Day 4, the “health, relief, recovery, and peace” day kicked off with a powerful statement from Dr. Diarmid Campell-Lendrum, World Health Organization: “Negotiators have been negotiating with people’s lives, not just carbon emissions. They just didn’t realize it.”

Through the day there were high-level ministerial events and continued negotiations across all focus areas. Informal consultations among others convened on the New Collecive Goal on Quantified Finance (NCGQ), Global Stocktake (GST), mitigation, just transition pathways, and the Global Goal on Adaptation (GGA).

There was also an emphasis on public finance by developed countries, with some parties urging to expand the contributor base in line with current and future responsibilities and capacities. Most underscored the mobilization of private finance and approaches such as levies as the second layer of the finance goal. Some also highlighted broader finance flow alignment, including through policy incentives, as the third layer.

By the end of the day, 70 states and 39 organizations backed the UAE declaration on Climate, Relief, Recovery and Peace. The Declaration includes a collective commitment to increase investment and actions to improve resilience in countries and communities affected by conflict, fragility, or humanitarian crisis.

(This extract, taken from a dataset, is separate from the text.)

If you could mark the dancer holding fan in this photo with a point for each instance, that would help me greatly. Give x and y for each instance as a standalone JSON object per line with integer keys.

Key points from negotiations included a focus on setting timeframes an metholodologies against goals, as well as the emphasis on developed countires to aid (without strings) the path for developing countries based on their needs and priorities and informed by best-available science and capacity-building partnerships and networks, however several developed countries opposed some parts of these negotiations.

These are all underscored by the need for a transparent tracking of the goal's implementation. President Sultan Al Jaber underscored the need to achieve a just and fair transition where developing nations do not have to choose between climate action and development.

The Global Stocktake negotiations focused on the Loss and Damage section. Many noted the IPCC shows that loss and damage is already a reality, and several stressed that related needs will increase without near-term emissions reductions.

For the forward-looking elements, developing countries proposed a mandate for a process to measure and monitor loss and damage using the biennial transparency reports (BTRs). They suggested common metrics and pursuing a mandate for a data interface to aggregate the data provided on these metrics, all backed with sufficient technical assistance and capacity building. Some developed countries disagreed, suggesting national inventories would be premature. Others were willing to engage, noting that providing loss and damage information in BTRs is voluntary.

Developing countries welcomed the initial pledges for the fund and funding arrangements and called for increasing resources after the initial capitalization phase. They underlined loss and damage finance should be new, additional, predictable, and permanent. One developing country group suggested scaling it up to USD 100 billion annually by 2030.

The first iterations of text are out for almost all the agenda items. Most were accepted; while a few were rejected. For other issues, a second draft is near at hand.

Just transition emerged as the hot topic of the day. Some called for a section on just transition in the GST, citing its centrality to the future of climate action. After several delays in the convening of the relevant informal consultations, another lamented that “we risk throwing in the dust bin a once in a lifetime opportunity where we have a chance to discuss justice,” suggesting that the work programme is the central decision of COP 28.